O Brasil já foi um exemplo de combate ao desmatamento da Amazónia, mas a crise política está a transformar a maior floresta tropical do mundo numa moeda de troca usada pelo Governo para conseguir apoio político, alertam ambientalistas.

Os ativistas afirmam que, para aprovar reformas de austeridade e bloquear o avanço do processo judicial que o indiciava num esquema de corrupção revelado por executivos da multinacional JBS, o Presidente do Brasil, Michel Temer, negociou projetos de redução da proteção ambiental em troca de apoio.

Estes acordos foram firmados com os ruralistas, um poderoso grupo de parlamentares ligados ao agronegócio que quer ocupar áreas da Amazónia.

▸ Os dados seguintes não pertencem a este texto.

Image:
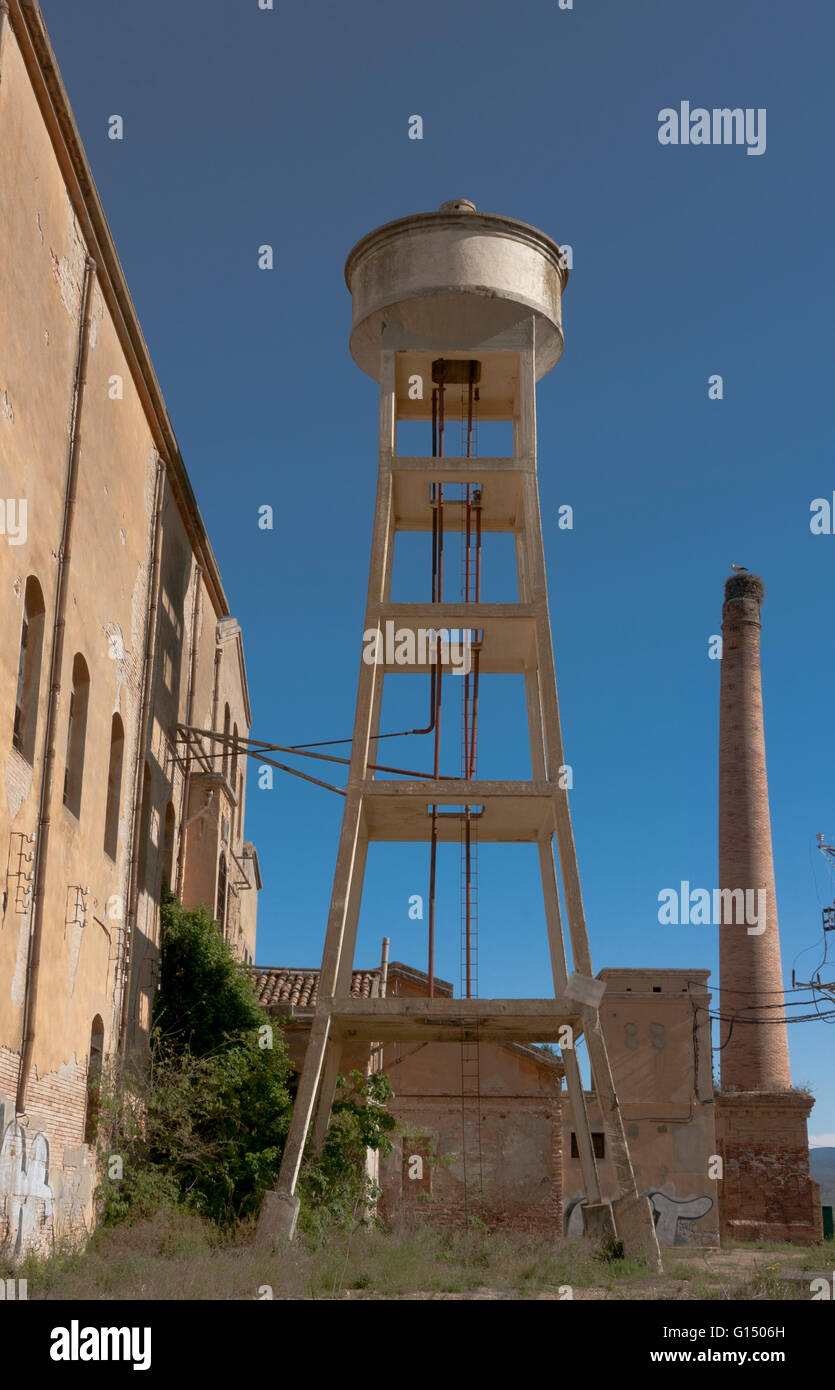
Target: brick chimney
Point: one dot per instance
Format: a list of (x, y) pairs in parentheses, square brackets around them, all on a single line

“Desde o início do Governo Temer, houve uma aliança com a bancada ruralista (…) o meio ambiente foi colocado como uma moeda de troca para ele conseguir fazer as reformas que gostaria”, afirmou à Lusa Cristianne Mazzetti, coordenadora da Campanha pelo Desmatamento Zero da organização não-governamental Greenpeace no Brasil.

PUB • CONTINUE A LER A SEGUIR

Agora, “o meio ambiente foi também usado para Michel Temer escapar da denúncia de uma corrupção, arquivada a pouco mais de um mês no Congresso”, acusou a coordenadora do Greenpeace.

Investigador fala em floresta que é “alvo para a destruição”

Heron Martins, investigador do Imazon, uma organização que trabalha pela proteção da Amazónica, lembrou que uma das negociações feitas pelo Governo com os representantes políticos do agronegócio é um projeto de lei que pode baixar a proteção 350 mil hectares ou o equivalente a 27% da área da Floresta Nacional do Jamanxim, no Estado do Pará.

“A Floresta do Jamaxim fica no Pará, Estado brasileiro que lidera o desmatamento. Ela foi usada como moeda de troca já que esta proposta de rebaixar sua classificação de proteção que foi enviada pelo Governo e permitirá a atividade humana na área, tornando o lugar um alvo para a destruição”, afirmou.

No que respeita ao caso da Floresta do Jamanxim, a coordenadora do Greenpeace também criticou as mudanças enviadas ao Congresso.

“Temer lançou esta medida provisória para diminuir a proteção do Jamanxim e de outras florestas na região do Pará, mas depois vetou os projetos porque estava para fazer uma visita oficial à Noruega, o país que mais financia atividades de conservação na Amazónia”, disse.

“Ele vetou a proposta e semanas depois apresentou outro projeto de lei com quase o mesmo teor. Isto mostra uma desmoralização da política pública de combate ao desmatamento”, completou.

Desde que foi criado em 2008, o Fundo Amazónia já recebeu 2,8 mil milhões de reais (760 milhões de euros), 97,5% desse valor proveniente do Governo da Noruega.

Outro caso considerado alarmante pelos ambientalistas foi a recente publicação de uma lei que amnistiou ocupações de até 2 500 hectares realizadas ilegalmente até 2011 na Amazónia. Esta lei ganhou o apelido de “MP da grilagem” no Brasil.

Cristianne Mazzetti considera que a lei foi outro mau sinal dado em relação à política pública governamental de proteção da Amazónia, já que favoreceu grandes proprietários de terra que se apropriam de zonas de proteção em florestas.

“Pessoas que invadiram terras públicas vão conseguir a regularização. A área que pode ser regularizada aumentou para 2.500 hectares. Isto mostra que a amnistia é para grandes e médias propriedades, não para os pequenos produtores que sempre viveram no local e não tinham o título de propriedade como justificou o Governo”, salientou.

Já Heron Martins, do Imazon, alertou que a redução da proteção na Floresta do Jamanxim e a amnistia não são casos isolados, mas exemplos do que será a regra no que da política pública ambiental até pelo menos 2018, quando o Brasil terá novas eleições.

“Cerca de 44% do Congresso é dominado pela bancada ruralista. Estive em Brasília e ouvi de muitos políticos que qualquer projeto de lei que vise a proteção ambiental será barrado, enquanto projetos para diminuir as áreas de proteção devem passar”, concluiu.